General Manager Arema FC, Ruddy Widodo mengungkapkan, asas fair play lebih terasa jika Liga 1 tetap digelar secara home-away.

Namun, yang dimaksud home-away di sini adalah memusatkan seluruh pertandingan Liga 1 2021-2022 di Jawa dan Bali.

Ruddy Widodo menyarankan klub-klub luar pulau, memanfaatkan sejumlah stadion di Jawa sebagai homebase mereka. Misalnya, di Malang ada Stadion Gajayana yang bisa dipakai.

“Kalau nantinya ada opsi penonton seperti kata Pak Presiden Jokowi (Joko Widodo), maka sebaiknya tetap pakai home-away,” kata Ruddy.

“Tapi, tetap dipusatkan di Pulau Jawa-Bali. Kan klub-klub luar Jawa bisa memakai beberapa stadion kosong yang ada sebagai homebase.”

“Itu solusi, ketimbang home tournament yang kurang fair play menurut kami,” ia menjelaskan, seperti dilansir dari Wearemania.

Sang manajer pun menegaskan, jika seluruh laga Liga 1 2021 di Jawa dan Bali, maka ongkos operasional seluruh klub peserta lebih ringan.

Pasalnya, tidak ada lagi tur panjang seperti ke kandang Persiraja Banda Aceh ataupun markas Persipura Jayapura.

Menurutnya, jika digelar di Jawa dan Bali, maka tur tandang seluruh klub peserta bisa dilakoni lewat darat menggunakan bus ataupun kereta api.

Tanpa mengecilkan semangat tim-tim luar Jawa, Ruddy menilai cara ini jadi solusi minimnya pemasukan klub-klub yang kehilangan pendapatan dari sektor ticketing karena laga digelar tanpa penonton.

“Jika digelar secara home-away normal, jelas memberatkan operasional klub-klub.
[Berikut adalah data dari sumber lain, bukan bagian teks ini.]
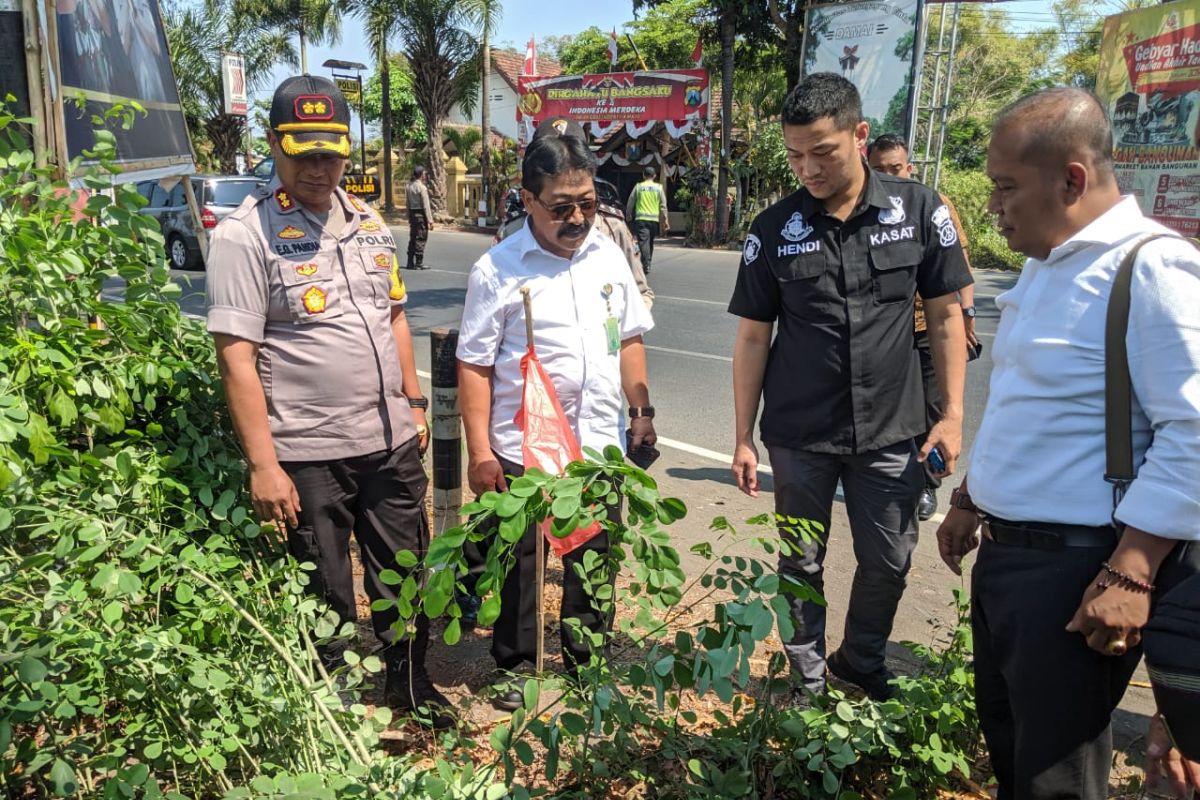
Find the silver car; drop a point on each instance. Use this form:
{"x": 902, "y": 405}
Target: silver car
{"x": 219, "y": 197}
Sebab, musim ini pemasukan tim-tim ini tidak sebanding dengan pengeluaran,” ucap Ruddy.

“Apalagi subsidi dari operator juga belum jelas berapanya. Lebih baik dipusatkan di Jawa-Bali seperti Piala Menpora 2021,” ia menambahkan.

Jika seluruh klub peserta berhomebase di Jawa, seluruh laga tandang bisa ditempuh dengan perjalanan darat.

Ada pengecualian untuk tur tandang ke markas Bali United, yang bisa ditempuh menggunakan pesawat.

“Untuk Bali, okelah tidak masalah pakai pesawat, kalau memang perjalanan darat lebih melelahkan bagi tim. Asal tetap mengedepankan protokol kesehatan tidak masalah,” Ruddy memungkasi.